Если такие моменты «катарсиса» и имели место, было бы ошиб­кой считать «истинной» только правду житейского опыта. Даже ког-Да теоретическая правда вступала в противоречие с личными наблю­дениями и здравым смыслом, она все же составляла важную часть Повседневного опыта людей. Без понимания революционной правды невозможно было выжить, невозможно было интерпретировать и понять значительную часть повседневных событий, понять, что от тебя требуется, что ты вправе или не вправе сделать. Более того, вера в «истинность» революционной правды была не просто необходимой частью повседневной жизни; она была также способом переступить ничтожность обыденной жизни; увидеть мир как осмысленное целое соотнести мирскую суету с более широкой перспективой. Революци­онная правда предлагала то, к чему можно было стремиться.

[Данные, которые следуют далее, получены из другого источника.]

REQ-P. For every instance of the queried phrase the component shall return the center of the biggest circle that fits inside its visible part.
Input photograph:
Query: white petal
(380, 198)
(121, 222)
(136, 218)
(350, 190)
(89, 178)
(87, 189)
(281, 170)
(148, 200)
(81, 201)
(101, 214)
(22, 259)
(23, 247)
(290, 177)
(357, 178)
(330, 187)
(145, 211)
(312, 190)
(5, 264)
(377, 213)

Это чувство целеустремленности, основанной на вере в революци­онную миссию своего народа, слилось с мощной патриотической стру­ёй: патриотические настроения, поощрявшиеся «сверху» со все нарас­тавшей энергией, к концу 1930-х годов достигли своего пика. Некото­рые современники приходили в негодование, видя такое «отступление» от принципов революционного интернационализма и коммунизма. Но, конечно, можно сделать и прямо противоположный вывод: что в дей­ствительности дело революции выиграло благодаря умелому культи­вированию обновленного национального самосознания русских [155].

В самом деле, что отчетливо просматривается в удивительно мощ­ном новом национальном сознании, развившемся при Сталине, - это его советский, а не исключительно русский характер; это то, как чув­ство принадлежности к Советскому Союзу было сплавлено воедино с параллельным, но подчиненным усилением этнических или нацио­нальных черт: люди считали себя советскими гражданами русской, ук­раинской, татарской или узбекской национальности. Споры о «вели­ком отступлении» конца 1930-х годов или о предательстве револю­ции, совершенном при Сталине, отвлекают внимание от интеграции страны в период его правления на базе сильного ощущения нацио­нальной и гражданской принадлежности к советскому народу. Маг­нитогорская газета внесла свой вклад в этот процесс, внушая чувство принадлежности к «Союзу» с помощью таких рубрик, как «Один день нашей Родины» и «Повсюду в СССР» [156].

Если столь притягательное революционное мироощущение, напо­минавшее «высшую правду» отвергнутой религии, преломлялось в патриотические акции и реальный рост международного престижа страны, мы не должны недооценивать народного желания верить, или. точнее, добровольного отказа от неверия. Нет необходимости утвер­ждать, что именно поддержка народа вынуждала режим осуществить «Великий перелом», чтобы признать, что революционная правда опи­ралась не только на мощь службы безопасности, но и на коллектив­ные действия миллионов людей, которые принимали участие в них по самым различным причинам, в том числе и из веры в очевидную для них правоту дела социализма - каковы бы ни были его раздражающие недостатки [157].